Hi Gavin: another way [using your idea] is:
The data-frame we will use is oilstocks which contains a variety of variables related to the changes over time of the oil and gas stocks.
The variables are:
colnames(stocks)
"bpV" "bpO" "bpC" "bpMN" "bpMX" "emdate" "emV" "emO" "emC"
"emMN" "emMN.1" "chdate" "chV" "cbO" "chC" "chMN" "chMX"
One of the first things to do is change the emdate field, which is an integer vector, into a date vector.
realdate<-as.Date(emdate,format="%m/%d/%Y")
Next we want to split emdate column into three separate columns representing month, day and year using the idea supplied by you.
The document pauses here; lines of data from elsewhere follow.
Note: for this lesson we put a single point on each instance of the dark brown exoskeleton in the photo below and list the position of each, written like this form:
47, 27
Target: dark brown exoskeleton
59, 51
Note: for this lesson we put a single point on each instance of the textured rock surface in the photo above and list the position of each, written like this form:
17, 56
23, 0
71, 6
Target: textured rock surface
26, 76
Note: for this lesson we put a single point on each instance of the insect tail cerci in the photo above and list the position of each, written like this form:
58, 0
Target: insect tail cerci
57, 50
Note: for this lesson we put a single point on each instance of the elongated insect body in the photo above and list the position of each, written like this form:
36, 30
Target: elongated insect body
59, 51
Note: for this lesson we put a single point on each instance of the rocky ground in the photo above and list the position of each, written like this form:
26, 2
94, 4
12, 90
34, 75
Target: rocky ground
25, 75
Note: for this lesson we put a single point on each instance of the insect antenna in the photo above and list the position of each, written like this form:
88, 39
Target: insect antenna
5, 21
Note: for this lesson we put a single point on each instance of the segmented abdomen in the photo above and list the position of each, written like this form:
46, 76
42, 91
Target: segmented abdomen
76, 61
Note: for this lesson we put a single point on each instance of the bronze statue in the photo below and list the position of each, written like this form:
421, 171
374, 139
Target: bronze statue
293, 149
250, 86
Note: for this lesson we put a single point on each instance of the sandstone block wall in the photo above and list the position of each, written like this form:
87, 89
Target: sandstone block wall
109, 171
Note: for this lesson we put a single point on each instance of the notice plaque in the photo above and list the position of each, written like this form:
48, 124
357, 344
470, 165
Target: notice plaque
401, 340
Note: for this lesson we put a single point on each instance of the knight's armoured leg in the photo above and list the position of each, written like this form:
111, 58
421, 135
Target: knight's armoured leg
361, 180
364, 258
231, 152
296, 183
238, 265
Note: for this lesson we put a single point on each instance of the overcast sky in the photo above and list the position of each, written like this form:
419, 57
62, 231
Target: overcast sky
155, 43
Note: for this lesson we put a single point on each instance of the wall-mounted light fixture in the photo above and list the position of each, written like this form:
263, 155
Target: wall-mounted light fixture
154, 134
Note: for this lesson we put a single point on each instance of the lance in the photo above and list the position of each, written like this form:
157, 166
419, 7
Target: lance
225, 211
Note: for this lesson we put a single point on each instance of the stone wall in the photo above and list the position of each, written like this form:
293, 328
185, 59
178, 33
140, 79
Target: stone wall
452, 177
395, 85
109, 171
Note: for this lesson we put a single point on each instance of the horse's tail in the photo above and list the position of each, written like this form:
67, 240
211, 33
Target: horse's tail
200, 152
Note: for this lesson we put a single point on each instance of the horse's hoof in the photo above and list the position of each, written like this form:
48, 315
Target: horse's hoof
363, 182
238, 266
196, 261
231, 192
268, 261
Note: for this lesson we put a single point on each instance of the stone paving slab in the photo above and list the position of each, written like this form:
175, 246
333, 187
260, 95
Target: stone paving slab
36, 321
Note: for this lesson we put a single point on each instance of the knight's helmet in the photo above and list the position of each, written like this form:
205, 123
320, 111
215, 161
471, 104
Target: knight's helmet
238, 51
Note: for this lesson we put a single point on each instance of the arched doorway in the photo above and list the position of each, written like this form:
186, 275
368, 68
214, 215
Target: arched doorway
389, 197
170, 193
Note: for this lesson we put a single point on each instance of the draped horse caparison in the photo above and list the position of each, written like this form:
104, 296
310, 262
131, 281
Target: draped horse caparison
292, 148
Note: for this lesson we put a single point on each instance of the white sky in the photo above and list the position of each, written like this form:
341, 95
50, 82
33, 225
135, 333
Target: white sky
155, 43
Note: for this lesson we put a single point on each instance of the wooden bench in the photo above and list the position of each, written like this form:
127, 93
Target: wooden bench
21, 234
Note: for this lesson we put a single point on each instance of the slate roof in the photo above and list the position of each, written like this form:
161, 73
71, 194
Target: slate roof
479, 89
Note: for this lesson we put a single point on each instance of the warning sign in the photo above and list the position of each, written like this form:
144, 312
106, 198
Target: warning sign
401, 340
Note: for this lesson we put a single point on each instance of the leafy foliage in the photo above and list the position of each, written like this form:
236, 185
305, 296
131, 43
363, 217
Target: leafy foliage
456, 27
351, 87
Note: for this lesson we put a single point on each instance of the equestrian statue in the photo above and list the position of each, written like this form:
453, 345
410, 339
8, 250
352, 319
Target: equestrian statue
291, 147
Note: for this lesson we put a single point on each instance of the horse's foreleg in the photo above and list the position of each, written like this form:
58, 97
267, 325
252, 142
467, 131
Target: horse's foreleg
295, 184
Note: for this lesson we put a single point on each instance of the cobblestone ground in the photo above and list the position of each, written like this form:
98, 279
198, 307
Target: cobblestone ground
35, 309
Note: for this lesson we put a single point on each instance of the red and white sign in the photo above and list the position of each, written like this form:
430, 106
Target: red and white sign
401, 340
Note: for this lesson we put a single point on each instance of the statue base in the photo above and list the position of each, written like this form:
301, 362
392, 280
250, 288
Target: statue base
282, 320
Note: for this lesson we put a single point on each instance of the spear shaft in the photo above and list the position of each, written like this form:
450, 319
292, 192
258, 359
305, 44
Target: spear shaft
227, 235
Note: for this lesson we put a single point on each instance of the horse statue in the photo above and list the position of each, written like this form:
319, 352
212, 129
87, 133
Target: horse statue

> dfdate <- data.frame(date=realdate)
year=as.numeric (format(realdate,"%Y"))
month=as.numeric (format(realdate,"%m"))
day=as.numeric (format(realdate,"%d"))
ls() will include the individual vectors, day, month, year and dfdate.
Now merge the dfdate, day, month, year into the original data-frame [stocks].
ostocks<-cbind(dfdate,day,month,year,stocks)
colnames(ostocks)
"date" "day" "month" "year" "bpV" "bpO" "bpC" "bpMN" "bpMX" "emdate" "emV" "emO" "emC" "emMN" "emMX" "chdate" "chV"
"cbO" "chC" "chMN" "chMX"
Similar results and I also have date, day, month, year as separate vectors outside of the df.